In many scientific applications, it is necessary to distinguish the direction of passing neutrons. Traditionally, this has been a difficult thing to do inasmuch as neutrons are neutrally charged and therefore do not, by themselves, produce an electrical ionization in materials.
The prior art includes a number of detectors utilizing a converter layer of hydrogenous material, such as polyethylene adjacent to a silicon detector. When a neutron of sufficient energy passes through the hydrogenous layer, one or more protons will be liberated and the passage of these protons through the silicon layer results in the generation of a measurable electrical potential. However, these basic structures are only capable of detecting the presence of neutron flux, but are incapable of distinguishing the direction of this flux.

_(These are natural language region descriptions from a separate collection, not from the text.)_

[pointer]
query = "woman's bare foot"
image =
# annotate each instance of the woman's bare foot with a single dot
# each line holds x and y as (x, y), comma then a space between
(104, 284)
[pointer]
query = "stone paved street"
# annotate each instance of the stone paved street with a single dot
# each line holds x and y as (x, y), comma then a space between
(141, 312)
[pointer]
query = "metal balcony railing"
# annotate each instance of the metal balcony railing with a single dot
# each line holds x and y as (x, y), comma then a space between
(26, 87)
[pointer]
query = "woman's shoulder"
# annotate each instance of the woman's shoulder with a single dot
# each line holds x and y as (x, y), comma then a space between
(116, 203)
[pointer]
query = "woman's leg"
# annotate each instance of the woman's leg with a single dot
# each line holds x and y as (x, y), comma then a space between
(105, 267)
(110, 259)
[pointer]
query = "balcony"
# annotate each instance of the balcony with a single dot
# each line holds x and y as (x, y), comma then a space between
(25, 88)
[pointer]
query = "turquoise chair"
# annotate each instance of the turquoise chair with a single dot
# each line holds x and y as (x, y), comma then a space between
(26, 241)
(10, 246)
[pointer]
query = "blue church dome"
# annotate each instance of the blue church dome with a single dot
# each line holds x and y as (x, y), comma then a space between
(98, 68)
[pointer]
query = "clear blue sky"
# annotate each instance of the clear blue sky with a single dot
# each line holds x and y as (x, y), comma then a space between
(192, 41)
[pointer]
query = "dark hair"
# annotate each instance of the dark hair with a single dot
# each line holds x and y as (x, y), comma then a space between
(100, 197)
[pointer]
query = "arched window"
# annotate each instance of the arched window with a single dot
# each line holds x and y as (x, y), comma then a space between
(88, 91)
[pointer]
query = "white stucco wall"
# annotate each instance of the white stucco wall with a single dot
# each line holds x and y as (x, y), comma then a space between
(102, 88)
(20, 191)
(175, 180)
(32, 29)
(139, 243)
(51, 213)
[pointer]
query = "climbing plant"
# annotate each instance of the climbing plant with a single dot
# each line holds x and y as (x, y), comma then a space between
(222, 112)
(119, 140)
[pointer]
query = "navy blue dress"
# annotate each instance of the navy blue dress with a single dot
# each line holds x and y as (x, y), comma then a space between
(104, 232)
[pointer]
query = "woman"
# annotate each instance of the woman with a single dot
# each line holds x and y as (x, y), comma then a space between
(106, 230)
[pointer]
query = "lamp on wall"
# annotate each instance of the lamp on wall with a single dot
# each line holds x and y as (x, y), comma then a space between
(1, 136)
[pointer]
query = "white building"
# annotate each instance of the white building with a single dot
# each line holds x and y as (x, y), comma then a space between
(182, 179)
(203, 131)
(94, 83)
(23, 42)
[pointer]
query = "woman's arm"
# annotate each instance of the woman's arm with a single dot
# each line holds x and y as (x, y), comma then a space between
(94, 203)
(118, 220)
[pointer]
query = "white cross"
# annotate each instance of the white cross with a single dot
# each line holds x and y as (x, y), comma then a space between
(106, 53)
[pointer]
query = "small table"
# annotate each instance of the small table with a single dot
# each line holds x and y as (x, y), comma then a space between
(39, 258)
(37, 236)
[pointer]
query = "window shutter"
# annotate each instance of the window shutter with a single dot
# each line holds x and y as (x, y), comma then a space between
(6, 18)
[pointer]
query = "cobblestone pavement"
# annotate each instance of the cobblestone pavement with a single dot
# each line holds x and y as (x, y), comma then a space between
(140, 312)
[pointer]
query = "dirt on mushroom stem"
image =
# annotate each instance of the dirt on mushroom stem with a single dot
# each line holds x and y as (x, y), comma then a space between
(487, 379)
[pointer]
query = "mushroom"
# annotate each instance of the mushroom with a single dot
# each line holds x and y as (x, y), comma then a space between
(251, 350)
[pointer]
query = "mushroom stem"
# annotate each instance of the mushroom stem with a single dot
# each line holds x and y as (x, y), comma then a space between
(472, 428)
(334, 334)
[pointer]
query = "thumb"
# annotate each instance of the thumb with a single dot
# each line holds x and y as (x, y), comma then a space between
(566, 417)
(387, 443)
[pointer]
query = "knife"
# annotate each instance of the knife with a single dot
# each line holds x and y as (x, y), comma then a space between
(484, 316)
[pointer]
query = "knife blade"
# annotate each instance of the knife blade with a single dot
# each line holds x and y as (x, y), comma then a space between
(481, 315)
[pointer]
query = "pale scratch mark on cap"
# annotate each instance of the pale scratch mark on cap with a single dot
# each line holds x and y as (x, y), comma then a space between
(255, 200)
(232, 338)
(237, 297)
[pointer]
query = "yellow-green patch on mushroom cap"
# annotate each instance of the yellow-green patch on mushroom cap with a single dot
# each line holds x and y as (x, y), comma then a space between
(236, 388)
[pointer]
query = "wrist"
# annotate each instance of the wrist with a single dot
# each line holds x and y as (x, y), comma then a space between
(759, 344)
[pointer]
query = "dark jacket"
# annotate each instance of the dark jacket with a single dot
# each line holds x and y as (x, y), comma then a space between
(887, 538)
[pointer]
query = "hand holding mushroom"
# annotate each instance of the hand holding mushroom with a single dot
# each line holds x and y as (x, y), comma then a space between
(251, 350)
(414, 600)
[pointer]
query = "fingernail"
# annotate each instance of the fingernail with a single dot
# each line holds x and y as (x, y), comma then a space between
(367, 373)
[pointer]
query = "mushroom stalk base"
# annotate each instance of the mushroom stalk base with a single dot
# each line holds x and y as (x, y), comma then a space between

A recent concept proposed by Los Alamos National Laboratory incorporates a stacked structure of single alternating hydrogenous and silicon layers. The direction of incidence for a neutron can be deduced by measuring the track and total energy of a recoil proton as it passes through the detector. However, the concept requires a very highly segmented detector (e.g. microstrips) and copious signal processing as well as data analysis.
My previously mentioned co-pending application achieves directionality by unambiguously determining whether each neutron event is incident from the front or rear of the detector, with minimum signal processing and data analysis. In my prior invention hydrogenous layers are separated by stacked silicon particle detectors. An incident neutron passing through a first layer of hydrogenous material liberates a proton which then passes through the stacked particle silicon detector layers and deposits energy in each layer, the amount of which depends upon the thickness of a silicon layer and the proton-stopping power thereof. The signals produced by the silicon detectors are proportional to the energy loss in the detector layers and these will vary as the proton loses more and more energy during its travel through the silicon detector layers. Thus, a pattern of energy loss is established through the stack of silicon layers which, in turn, is indicative as to whether the neutron producing the recoil proton has entered the detector from a front direction or a rear direction. This determination may be made relatively simply and without the necessity of measuring the track and total energy of a recoil proton as it passes through the detector, as is the case with the most relevant prior art.
Although my prior invention operates satisfactorily, it relies upon the inclusion of more than three silicon detectors in each segment of a detector stack. This is a costly construction and adds to the size of a necessary unit. Also, the sensitivity or thresholding for my prior design required the switching of individual silicon detector layers from active to de-active states. This thresholding is therefore quantized in coarse, discrete levels.